Speaker
Description
The instrument for SensIng electroMagnetic pulses on Cubesat (CubeSIM), currently in phase B at ONERA in the frame of the internal ONSAT-1 research project, aims to detect and measure the effects of electrostatic discharges induced by the plasma environment. The first mission envisioned to fly this instrument in SSO LEO orbit is called ChaRging On CubeSat (CROCUS). The targeted platform is a 2U cubesat from Centre Spatial Etudiant de l’Ecole Polytechnique (CSEP), currently in phase 0/A. CSEP and ONERA will be in charge of operating the spacecraft and exploiting the data, respectively. Ideally this mission would also fly the ESDEE active electron emitter under development at LATMOS. The challenge is to develop high sensitivity sensors and electronics with a limited impact for an integration on a 2U satellite (reduced power, volume and weight). The delivery of the CubeSIM flight model is expected by mid-2022.
The assessment of space environment effects is a challenge for cubesat missions because the high level expertise it requires is difficult to find within relatively small size development teams. In addition, national and international guidelines can be difficult to apply because they are intended to satellites much bigger than cubesat. These missions also lack flight feedbacks because this analysis requires information that is rarely monitored on-board. These transients have never been directly monitored on any European spacecraft and so the direct association of a particular ESD event and an operational anomaly has not been possible. ONERA, ESA and CNES are currently envisioning the development of new instruments to address questions such as how frequently ESDs occur, how robust existing protections of equipment are and how effective electrostatic charging prevention methods are.
CubeSIM is composed of a series of instruments dealing with electrostatic charging effects assessment. The FPGA-based TWIST instrument detects the occurrence of electrostatic discharges (ESD) sensed with antennae and lightweight probe sensors. SPARK regularly tests TWIST during quiet periods of time by mimicking ESDs transient waveforms deduced from ground test. MISTEEC increase the probability to get high level charging and to trigger ESDs by deploying panels made with materials with specific response to environmental plasma conditions.
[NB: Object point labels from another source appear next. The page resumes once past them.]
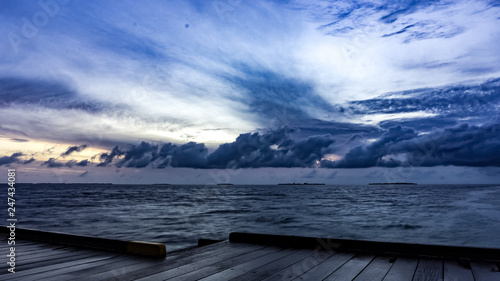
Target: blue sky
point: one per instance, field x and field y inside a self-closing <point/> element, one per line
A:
<point x="251" y="91"/>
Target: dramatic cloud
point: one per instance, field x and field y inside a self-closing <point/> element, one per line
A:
<point x="14" y="158"/>
<point x="277" y="148"/>
<point x="52" y="163"/>
<point x="356" y="84"/>
<point x="72" y="149"/>
<point x="465" y="145"/>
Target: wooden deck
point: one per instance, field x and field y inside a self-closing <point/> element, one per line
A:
<point x="240" y="261"/>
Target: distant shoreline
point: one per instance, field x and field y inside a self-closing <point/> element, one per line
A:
<point x="392" y="183"/>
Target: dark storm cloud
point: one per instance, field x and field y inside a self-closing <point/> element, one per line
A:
<point x="286" y="101"/>
<point x="465" y="145"/>
<point x="14" y="158"/>
<point x="53" y="163"/>
<point x="71" y="163"/>
<point x="72" y="149"/>
<point x="276" y="148"/>
<point x="29" y="161"/>
<point x="371" y="155"/>
<point x="452" y="104"/>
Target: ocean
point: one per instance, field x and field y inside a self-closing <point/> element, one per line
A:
<point x="178" y="215"/>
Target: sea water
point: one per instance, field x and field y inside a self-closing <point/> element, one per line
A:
<point x="178" y="215"/>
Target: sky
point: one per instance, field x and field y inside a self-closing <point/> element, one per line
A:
<point x="250" y="92"/>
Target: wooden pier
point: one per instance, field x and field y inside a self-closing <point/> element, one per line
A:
<point x="252" y="257"/>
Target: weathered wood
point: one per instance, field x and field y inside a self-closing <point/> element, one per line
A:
<point x="367" y="246"/>
<point x="115" y="263"/>
<point x="228" y="263"/>
<point x="246" y="267"/>
<point x="185" y="268"/>
<point x="300" y="267"/>
<point x="376" y="270"/>
<point x="277" y="265"/>
<point x="43" y="263"/>
<point x="455" y="270"/>
<point x="21" y="273"/>
<point x="351" y="269"/>
<point x="429" y="269"/>
<point x="402" y="270"/>
<point x="186" y="257"/>
<point x="58" y="274"/>
<point x="326" y="268"/>
<point x="485" y="271"/>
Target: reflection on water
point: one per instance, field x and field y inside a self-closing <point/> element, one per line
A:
<point x="180" y="215"/>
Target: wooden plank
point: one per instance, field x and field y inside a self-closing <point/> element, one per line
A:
<point x="300" y="267"/>
<point x="27" y="262"/>
<point x="402" y="270"/>
<point x="187" y="257"/>
<point x="455" y="270"/>
<point x="485" y="271"/>
<point x="57" y="273"/>
<point x="351" y="269"/>
<point x="185" y="268"/>
<point x="247" y="267"/>
<point x="429" y="269"/>
<point x="115" y="263"/>
<point x="325" y="268"/>
<point x="277" y="265"/>
<point x="228" y="263"/>
<point x="21" y="273"/>
<point x="43" y="264"/>
<point x="376" y="270"/>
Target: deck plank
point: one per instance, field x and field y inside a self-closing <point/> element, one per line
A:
<point x="376" y="270"/>
<point x="457" y="271"/>
<point x="21" y="274"/>
<point x="247" y="267"/>
<point x="429" y="269"/>
<point x="277" y="265"/>
<point x="402" y="270"/>
<point x="58" y="274"/>
<point x="115" y="263"/>
<point x="44" y="263"/>
<point x="185" y="268"/>
<point x="137" y="271"/>
<point x="300" y="267"/>
<point x="351" y="269"/>
<point x="325" y="268"/>
<point x="228" y="263"/>
<point x="485" y="271"/>
<point x="187" y="257"/>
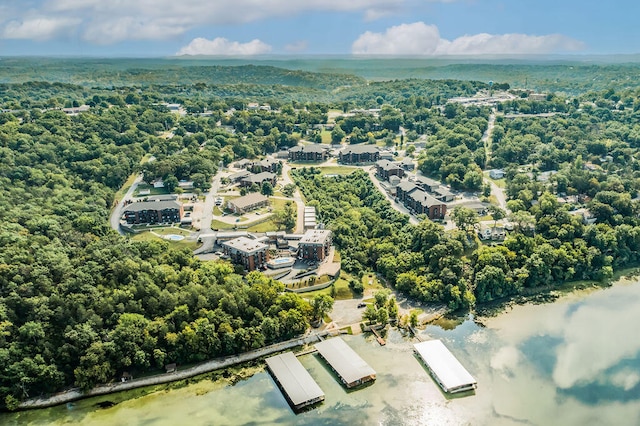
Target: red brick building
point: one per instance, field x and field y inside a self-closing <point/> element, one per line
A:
<point x="251" y="254"/>
<point x="315" y="244"/>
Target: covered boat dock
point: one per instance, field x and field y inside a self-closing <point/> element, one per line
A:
<point x="445" y="367"/>
<point x="349" y="366"/>
<point x="294" y="380"/>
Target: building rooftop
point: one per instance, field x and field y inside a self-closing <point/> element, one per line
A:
<point x="296" y="382"/>
<point x="424" y="199"/>
<point x="259" y="177"/>
<point x="308" y="148"/>
<point x="151" y="205"/>
<point x="246" y="245"/>
<point x="239" y="175"/>
<point x="344" y="360"/>
<point x="446" y="368"/>
<point x="248" y="200"/>
<point x="423" y="180"/>
<point x="407" y="186"/>
<point x="315" y="236"/>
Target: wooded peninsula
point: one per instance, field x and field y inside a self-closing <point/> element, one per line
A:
<point x="80" y="304"/>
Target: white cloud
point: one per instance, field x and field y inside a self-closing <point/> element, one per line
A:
<point x="39" y="28"/>
<point x="113" y="21"/>
<point x="421" y="39"/>
<point x="222" y="46"/>
<point x="589" y="338"/>
<point x="296" y="47"/>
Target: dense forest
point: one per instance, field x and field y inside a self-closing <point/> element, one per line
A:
<point x="81" y="305"/>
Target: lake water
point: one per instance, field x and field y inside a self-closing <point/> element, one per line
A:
<point x="572" y="362"/>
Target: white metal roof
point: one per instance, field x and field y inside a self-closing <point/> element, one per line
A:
<point x="294" y="378"/>
<point x="444" y="365"/>
<point x="344" y="360"/>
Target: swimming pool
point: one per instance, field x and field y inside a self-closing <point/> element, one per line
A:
<point x="281" y="262"/>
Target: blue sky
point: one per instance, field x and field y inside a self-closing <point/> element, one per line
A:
<point x="361" y="27"/>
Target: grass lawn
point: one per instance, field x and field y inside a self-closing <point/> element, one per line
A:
<point x="336" y="170"/>
<point x="172" y="230"/>
<point x="125" y="187"/>
<point x="326" y="136"/>
<point x="501" y="183"/>
<point x="148" y="236"/>
<point x="342" y="291"/>
<point x="216" y="224"/>
<point x="266" y="226"/>
<point x="269" y="225"/>
<point x="370" y="281"/>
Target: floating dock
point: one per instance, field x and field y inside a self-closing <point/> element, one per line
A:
<point x="294" y="380"/>
<point x="347" y="364"/>
<point x="445" y="367"/>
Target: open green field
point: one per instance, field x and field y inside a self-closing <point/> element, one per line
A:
<point x="342" y="291"/>
<point x="501" y="183"/>
<point x="123" y="190"/>
<point x="150" y="236"/>
<point x="337" y="170"/>
<point x="326" y="136"/>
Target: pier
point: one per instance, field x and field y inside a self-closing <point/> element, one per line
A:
<point x="347" y="364"/>
<point x="296" y="383"/>
<point x="445" y="367"/>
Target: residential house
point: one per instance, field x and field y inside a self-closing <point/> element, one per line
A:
<point x="237" y="177"/>
<point x="268" y="165"/>
<point x="496" y="174"/>
<point x="355" y="154"/>
<point x="494" y="233"/>
<point x="315" y="244"/>
<point x="153" y="212"/>
<point x="423" y="203"/>
<point x="385" y="169"/>
<point x="407" y="163"/>
<point x="247" y="203"/>
<point x="251" y="254"/>
<point x="258" y="179"/>
<point x="386" y="155"/>
<point x="443" y="194"/>
<point x="310" y="221"/>
<point x="312" y="152"/>
<point x="404" y="189"/>
<point x="244" y="164"/>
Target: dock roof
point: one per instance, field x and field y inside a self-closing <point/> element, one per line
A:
<point x="446" y="368"/>
<point x="344" y="360"/>
<point x="295" y="381"/>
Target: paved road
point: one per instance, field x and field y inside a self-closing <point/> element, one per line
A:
<point x="116" y="214"/>
<point x="496" y="191"/>
<point x="371" y="170"/>
<point x="206" y="215"/>
<point x="286" y="179"/>
<point x="181" y="374"/>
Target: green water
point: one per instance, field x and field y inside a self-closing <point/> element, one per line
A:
<point x="572" y="362"/>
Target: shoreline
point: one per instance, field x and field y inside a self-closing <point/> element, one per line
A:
<point x="158" y="379"/>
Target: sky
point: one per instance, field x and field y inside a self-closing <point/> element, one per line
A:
<point x="152" y="28"/>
On the opposite, SCAPEE alleviates spacecraft charging by emitting electrons by passive field effect and tends to reduce the ESD occurrence.
We will present the experimental campaign conducted on a 2U cubesat mockup equipped with lab prototypes of TWIST and MISTEEC. The test setup has been mounted inside the JONAS vacuum plasma chamber (Onera test bench) and was electrically floating with respect to ground. The combination of a large-scale tank and floating connections avoids the electromagnetic disturbances induced by ground equipment. These conditions are strictly necessary to identify with precision the conditions leading to ESDs and to source the transient currents induced by an electron beam and a VUV source on a small satellite. About 100 ESDs have been generated and detected. We will show how these results are used to prepare the next prototypes and how, in the frame of a CNES R&D activity, they can be extrapolated to bigger platforms.
We will also quickly present the test results obtained on SCAPEE lab prototypes developed and manufactured in the frame of an ESA study. Their measured performances indicate that a few of these passive items could be sufficient to reduce drastically the negative charging of satellites undergoing severe environmental conditions, including GEO substorms. To meet the objectives of the CROCUS mission, it involves defining different CROCUS mission scenarii with separate / combined operating sequences for TWIST and SCAPEE.